Quitter Bruxelles: des milliers de personnes s’installent ailleurs en Belgique

Quitter Bruxelles: des milliers de personnes s’installent ailleurs en Belgique
Mathieu Golinvaux / Le Soir

La population bruxelloise ne cesse de croître et pourtant l’exode des habitants de la capitale ne faiblit pas. Les chiffres sont particulièrement parlants quand on examine les échanges migratoires entre Bruxelles et les autres Régions du pays. En 2017, un peu plus de 24.000 Flamands et Wallons ont rejoint Bruxelles, alors qu’ils étaient près de 40.000 à faire le chemin inverse. C’est grâce à l’immigration internationale et au dynamisme démographique de ses habitants que la capitale continue à voir sa population augmenter.

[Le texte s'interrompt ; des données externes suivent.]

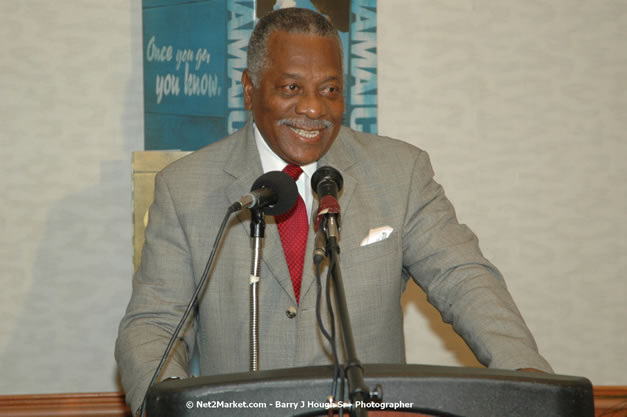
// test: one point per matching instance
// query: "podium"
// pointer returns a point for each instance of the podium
(430, 390)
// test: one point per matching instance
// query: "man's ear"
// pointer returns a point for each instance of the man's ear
(248, 87)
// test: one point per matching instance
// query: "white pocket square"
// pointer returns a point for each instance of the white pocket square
(376, 235)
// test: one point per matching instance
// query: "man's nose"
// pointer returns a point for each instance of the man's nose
(311, 105)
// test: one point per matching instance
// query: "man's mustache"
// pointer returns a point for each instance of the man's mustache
(317, 124)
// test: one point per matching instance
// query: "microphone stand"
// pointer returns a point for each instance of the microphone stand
(257, 229)
(358, 391)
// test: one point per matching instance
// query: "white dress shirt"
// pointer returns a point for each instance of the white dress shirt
(272, 162)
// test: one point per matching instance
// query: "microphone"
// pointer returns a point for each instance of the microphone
(274, 191)
(327, 182)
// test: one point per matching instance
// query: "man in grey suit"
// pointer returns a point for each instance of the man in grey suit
(396, 224)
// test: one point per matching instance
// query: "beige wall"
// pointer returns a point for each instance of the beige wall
(521, 106)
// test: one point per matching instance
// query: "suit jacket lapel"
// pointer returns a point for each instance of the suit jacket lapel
(244, 165)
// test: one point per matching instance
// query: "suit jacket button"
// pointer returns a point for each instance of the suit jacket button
(290, 312)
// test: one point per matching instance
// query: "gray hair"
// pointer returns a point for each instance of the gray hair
(289, 20)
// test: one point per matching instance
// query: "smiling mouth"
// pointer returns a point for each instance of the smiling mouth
(307, 134)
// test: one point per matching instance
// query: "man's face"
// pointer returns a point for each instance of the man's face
(299, 103)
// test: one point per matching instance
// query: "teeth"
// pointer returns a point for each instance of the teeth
(306, 133)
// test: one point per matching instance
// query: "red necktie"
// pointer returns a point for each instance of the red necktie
(293, 229)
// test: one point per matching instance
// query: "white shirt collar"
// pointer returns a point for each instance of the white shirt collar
(270, 161)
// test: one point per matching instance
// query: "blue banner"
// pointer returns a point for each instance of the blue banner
(195, 52)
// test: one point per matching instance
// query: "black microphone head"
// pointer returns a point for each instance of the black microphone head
(283, 186)
(324, 175)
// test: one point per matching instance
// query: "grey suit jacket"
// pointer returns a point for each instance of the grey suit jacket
(386, 183)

Les causes de ces départs ? Le prix de l’immobilier avant tout, mais aussi la pollution, l’insécurité… Ce sont essentiellement des habitants issus des classes moyennes qui partent. or ceux-ci occupent une place centrale dans la vie sociale, culturelle mais aussi fiscale de la ville. Ces exilés internent font diminuer la « base taxable » des communes bruxelloise, et favorisent la congestion croissante et la pollution. Car ils sont nombreux à continuer à travailler dans la capitale.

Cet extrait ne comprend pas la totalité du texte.